Projekt Puppenrestaurierung
Im Archiv des Deutschen Instituts für Animationsfilm (DIAF) lagern zahlreiche Pup-pen und Requisiten aus dem DEFA-Trickfilmstudio, an denen altersbedingt erste Schäden sichtbar wurden.
Die Zukunftswerkstatt Animationsfilm e.V. in Dresden hat in einem von der DEFA-Stiftung geförderten Projekt einige dieser Puppen restauriert. So konnten die Puppen zu den Filmen „Anna, genannt Humpelbein“, „Heinrich der Verhinderte“ und „Vom faulen Töpfer und dem fleißigen Wäscher“ von Kurt Weiler und Achim Freyer vor weiterem Verfall gerettet werden. Sie können nun wieder auf Ausstellungen dem Publikum zugängig gemacht werden.

 

 
 

„Das Stacheltier“ – Satirische Kurzspielfilme
Retrospektiven haben in den letzten Jahren in Winterthur (Schweiz), Clermont – Ferrand (Frankreich), Dresden und Hamburg stattgefunden.

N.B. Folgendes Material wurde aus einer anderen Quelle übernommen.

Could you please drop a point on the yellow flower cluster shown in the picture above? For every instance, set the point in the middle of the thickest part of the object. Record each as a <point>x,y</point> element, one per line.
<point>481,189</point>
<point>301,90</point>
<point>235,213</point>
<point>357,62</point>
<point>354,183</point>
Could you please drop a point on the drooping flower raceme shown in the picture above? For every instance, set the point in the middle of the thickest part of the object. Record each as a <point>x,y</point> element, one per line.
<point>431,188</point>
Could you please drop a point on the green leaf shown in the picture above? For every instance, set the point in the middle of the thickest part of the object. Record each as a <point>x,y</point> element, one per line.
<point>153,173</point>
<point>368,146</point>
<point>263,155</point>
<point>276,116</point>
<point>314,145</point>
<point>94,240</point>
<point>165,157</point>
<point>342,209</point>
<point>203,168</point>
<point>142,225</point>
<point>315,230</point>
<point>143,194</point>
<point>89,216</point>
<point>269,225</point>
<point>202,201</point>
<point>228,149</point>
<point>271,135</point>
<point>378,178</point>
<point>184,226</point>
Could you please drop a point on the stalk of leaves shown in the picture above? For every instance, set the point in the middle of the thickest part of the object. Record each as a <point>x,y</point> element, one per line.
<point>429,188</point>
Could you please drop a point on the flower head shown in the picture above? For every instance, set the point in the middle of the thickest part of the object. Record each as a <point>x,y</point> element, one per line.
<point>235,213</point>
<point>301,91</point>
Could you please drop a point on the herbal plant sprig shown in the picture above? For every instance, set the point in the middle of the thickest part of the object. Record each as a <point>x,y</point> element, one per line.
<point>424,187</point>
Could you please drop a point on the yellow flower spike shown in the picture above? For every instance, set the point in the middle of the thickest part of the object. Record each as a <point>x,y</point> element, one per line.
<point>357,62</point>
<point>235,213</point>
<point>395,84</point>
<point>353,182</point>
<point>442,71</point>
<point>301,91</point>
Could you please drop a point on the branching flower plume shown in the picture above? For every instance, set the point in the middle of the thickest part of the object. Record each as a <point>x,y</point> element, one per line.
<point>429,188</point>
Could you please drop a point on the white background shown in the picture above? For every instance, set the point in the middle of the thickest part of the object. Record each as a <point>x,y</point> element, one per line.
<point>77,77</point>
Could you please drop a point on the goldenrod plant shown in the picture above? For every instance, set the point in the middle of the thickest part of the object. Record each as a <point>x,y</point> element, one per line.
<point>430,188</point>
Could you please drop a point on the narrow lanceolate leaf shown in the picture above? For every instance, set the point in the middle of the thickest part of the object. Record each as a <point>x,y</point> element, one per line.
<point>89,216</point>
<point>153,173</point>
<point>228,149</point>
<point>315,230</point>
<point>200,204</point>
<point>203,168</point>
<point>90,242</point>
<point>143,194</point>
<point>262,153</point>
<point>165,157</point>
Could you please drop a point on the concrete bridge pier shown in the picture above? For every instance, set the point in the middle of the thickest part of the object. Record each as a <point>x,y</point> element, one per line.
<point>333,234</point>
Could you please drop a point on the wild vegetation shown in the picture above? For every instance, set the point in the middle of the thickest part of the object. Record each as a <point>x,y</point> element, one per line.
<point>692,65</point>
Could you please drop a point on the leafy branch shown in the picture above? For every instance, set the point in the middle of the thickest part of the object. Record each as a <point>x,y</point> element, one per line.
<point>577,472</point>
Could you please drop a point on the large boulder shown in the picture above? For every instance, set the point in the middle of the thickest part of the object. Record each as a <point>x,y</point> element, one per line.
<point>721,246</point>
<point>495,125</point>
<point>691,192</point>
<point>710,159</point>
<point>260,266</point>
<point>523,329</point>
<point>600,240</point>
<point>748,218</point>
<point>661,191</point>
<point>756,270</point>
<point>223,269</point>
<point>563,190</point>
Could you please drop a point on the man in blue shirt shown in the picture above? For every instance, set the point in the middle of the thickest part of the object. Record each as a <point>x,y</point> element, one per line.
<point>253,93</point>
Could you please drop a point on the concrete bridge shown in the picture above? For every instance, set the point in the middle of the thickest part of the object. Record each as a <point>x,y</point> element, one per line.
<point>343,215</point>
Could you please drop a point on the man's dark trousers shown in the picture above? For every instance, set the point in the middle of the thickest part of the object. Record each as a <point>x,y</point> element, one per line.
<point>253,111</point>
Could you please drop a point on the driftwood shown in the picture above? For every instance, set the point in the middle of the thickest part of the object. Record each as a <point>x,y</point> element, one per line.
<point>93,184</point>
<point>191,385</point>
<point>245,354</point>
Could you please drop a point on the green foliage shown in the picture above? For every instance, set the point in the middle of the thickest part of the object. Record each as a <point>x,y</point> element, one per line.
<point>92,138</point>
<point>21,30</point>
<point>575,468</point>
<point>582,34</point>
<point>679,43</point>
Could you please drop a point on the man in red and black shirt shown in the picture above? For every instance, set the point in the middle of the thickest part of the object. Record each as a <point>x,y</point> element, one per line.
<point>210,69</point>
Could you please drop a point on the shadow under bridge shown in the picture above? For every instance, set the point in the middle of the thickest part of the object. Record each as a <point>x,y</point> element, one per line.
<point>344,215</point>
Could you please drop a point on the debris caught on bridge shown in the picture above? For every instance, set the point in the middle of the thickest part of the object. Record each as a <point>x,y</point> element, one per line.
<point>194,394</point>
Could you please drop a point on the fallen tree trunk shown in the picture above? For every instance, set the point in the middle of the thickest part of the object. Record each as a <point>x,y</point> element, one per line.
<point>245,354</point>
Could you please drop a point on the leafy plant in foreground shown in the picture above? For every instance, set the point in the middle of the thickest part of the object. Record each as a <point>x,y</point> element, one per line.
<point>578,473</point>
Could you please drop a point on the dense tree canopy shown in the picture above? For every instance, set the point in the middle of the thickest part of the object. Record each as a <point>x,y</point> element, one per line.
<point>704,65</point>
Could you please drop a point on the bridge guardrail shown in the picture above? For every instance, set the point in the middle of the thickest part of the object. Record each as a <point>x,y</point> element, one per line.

Jetzt liegt auch die von Helmut Morsbach initiierte und von Nicole Reinhardt (zugleich Kuratorin der Filmreihen) an der Philosophischen Fakultät der Universität Zürich geschriebene Lizentiatsarbeit zum Thema „Die Stacheltiere – Satirische Kurzspielfilme aus der ehemaligen DDR (1953 – 1955)“ vor. Eine beachtenswerte, schlüssig argumentierende Diplomarbeit, die sich auf 133 Seiten auch mit allgemeinen Fragen der Satire in der DDR auseinandersetzt. Die Arbeit ist in der DEFA-Stiftung einzusehen.

 

   
 

Forschungen zur Leipziger Kinogeschichte
Mit einem Stipendium der DEFA-Stiftung hat Ralph Nünthel im Rahmen der Forschungen zur Leipziger Kinogeschichte die Geschichte der UT-Lichtspiele und des Theaters des Südens in Leipzig – Connewitz dokumentiert. Beide Manuskripte sind bei der DEFA-Stiftung und beim Autor einzusehen.

 

 
 
 

„Der Ruf des Fayu Ujmu“

Grüsse von Rainer Simon aus Ecuador
Aus Ecuador erreichten die DEFA-Stiftung diese Grüsse von Rainer Simon. Bereits für seinen letzten Film „Der Ruf des Fayu Ujmu“ besuchte er die Ureinwohner Südamerikas. Jetzt arbeitet er erneut an einem von der DEFA-Stiftung geförderten Projekt:
Ich bin gerade aus dem entferntesten, noch unberuehrten Winkel des ecuadorianischen Urwalds von der Recherchenreise zu den Secoya-Indianern zurueckgekommen. […]Die Secoyas haben grosses Interesse, dass ihr laenderuebergreifendes Projekt, zurueckzukehren auf ihr altes Territorium, durch einen Film bekannt wird. Wir werden nun in Ecuador beginnen, das Filmprojekt auszuarbeiten…
Ich moechte mich nochmals ganz herzlich bei der DEFA-Stiftung fuer die Foerderung dieses Projektes bedanken.